Technological guidelines for the design of tandem III-V nanowire on Si solar cells from opto-electrical simulations

•Comprehensive design rules for tandem III-V nanowire on Silicon cell are reported.•Guidelines for selecting optimal cell geometry and doping profiles are given.•Critical doping for the core-shell junction is determined.•Dominant part of surface recombination is localized at the bottom nanowire surface.•ITO serves as an antireflection coating for dense nanowire arrays.

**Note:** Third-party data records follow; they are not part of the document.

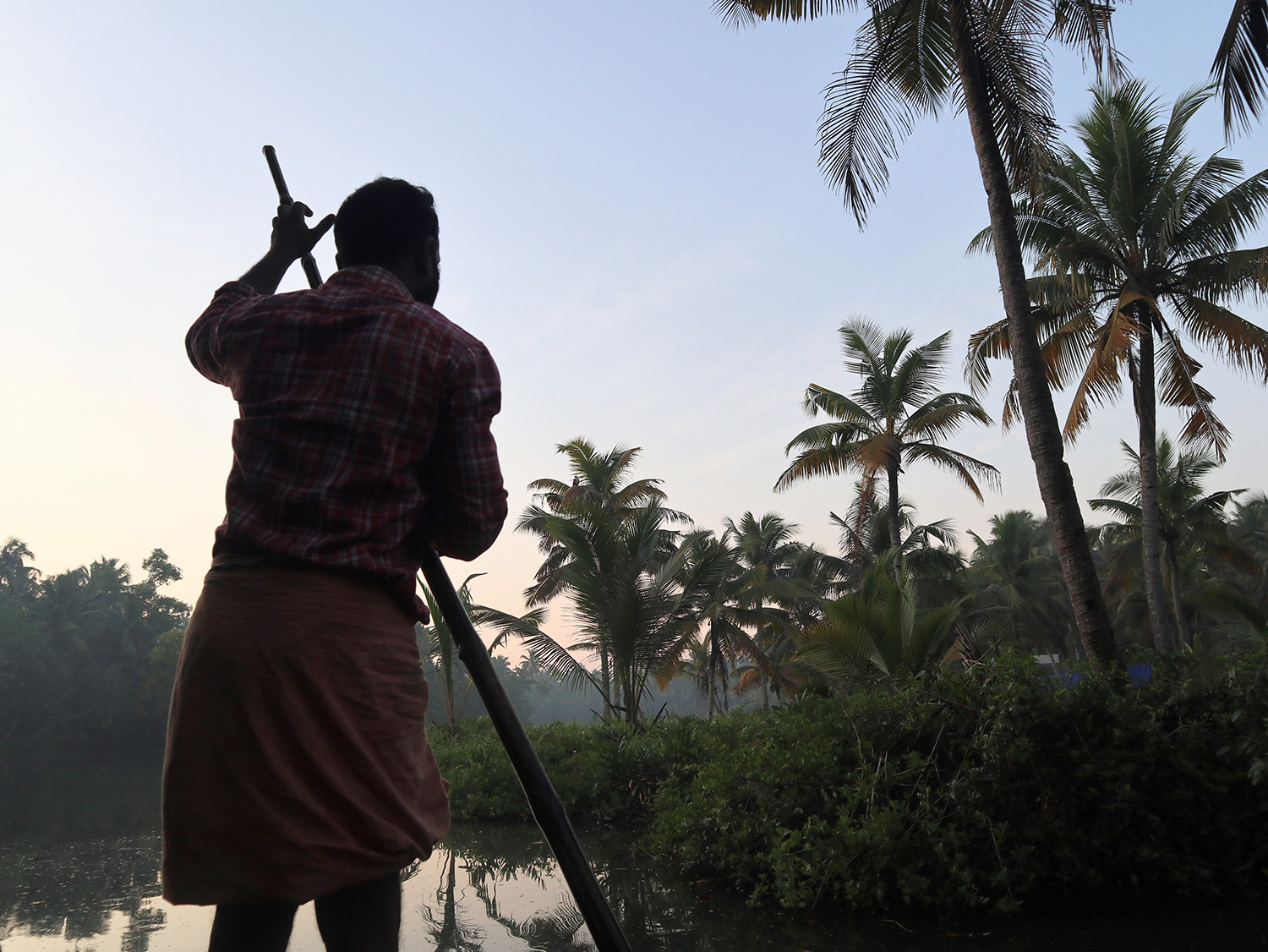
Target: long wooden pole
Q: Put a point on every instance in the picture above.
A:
(548, 809)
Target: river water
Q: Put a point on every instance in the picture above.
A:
(79, 870)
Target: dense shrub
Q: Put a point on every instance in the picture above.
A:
(984, 789)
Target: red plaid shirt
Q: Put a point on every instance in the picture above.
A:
(363, 429)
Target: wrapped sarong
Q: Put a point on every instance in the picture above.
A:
(297, 753)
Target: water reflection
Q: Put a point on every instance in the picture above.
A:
(68, 883)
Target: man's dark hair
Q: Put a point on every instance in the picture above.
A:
(382, 221)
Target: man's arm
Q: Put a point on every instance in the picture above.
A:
(467, 501)
(292, 238)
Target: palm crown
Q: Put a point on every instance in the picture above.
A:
(894, 418)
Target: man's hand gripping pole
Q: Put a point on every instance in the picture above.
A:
(309, 263)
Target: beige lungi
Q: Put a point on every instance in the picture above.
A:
(297, 754)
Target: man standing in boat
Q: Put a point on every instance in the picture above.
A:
(297, 763)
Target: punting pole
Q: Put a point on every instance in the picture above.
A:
(309, 263)
(547, 807)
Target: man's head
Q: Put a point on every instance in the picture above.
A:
(393, 225)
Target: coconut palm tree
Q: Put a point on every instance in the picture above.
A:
(17, 578)
(1019, 582)
(438, 645)
(895, 416)
(636, 597)
(1240, 63)
(927, 550)
(1194, 533)
(1135, 246)
(879, 629)
(613, 549)
(601, 495)
(913, 58)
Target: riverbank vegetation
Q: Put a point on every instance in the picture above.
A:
(994, 787)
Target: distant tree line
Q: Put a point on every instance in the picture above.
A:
(89, 654)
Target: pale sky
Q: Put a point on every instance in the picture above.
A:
(631, 220)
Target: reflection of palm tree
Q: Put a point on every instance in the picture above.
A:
(451, 933)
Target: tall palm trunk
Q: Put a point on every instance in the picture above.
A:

Effect of geometrical and structural parameters on the efficiency of the tandem solar cell based on the III-V nanowire array on silicon is studied by the means of coupled opto-electrical simulations. A close to realistic structure, consisting of AlGaAs core-shell nanowire array, connected through a tunnel diode to a Si subcell is modelled, revealing the impact of top contact layer, growth mask and tunnel junction. Optical simulation of the tandem structure under current matching condition determine optimal geometrical parameters of the nanowire array. They are then used in the extensive electrical optimization of the radial junction in the nanowire subcell. Device simulations show the necessity of high doping of the junction in order to avoid full shell depletion. The influence of bulk and surface recombination on the performance of the top subcell is studied, exposing the importance of the good surface passivation near the depleted region of the radial p−n junction. Finally, simulations of the fully optimized tandem structure show that a promising efficiency of η=27.6% with the short-circuit current of JSC=17.1mA/cm2 can be achieved with reasonable bulk and surface carrier lifetime.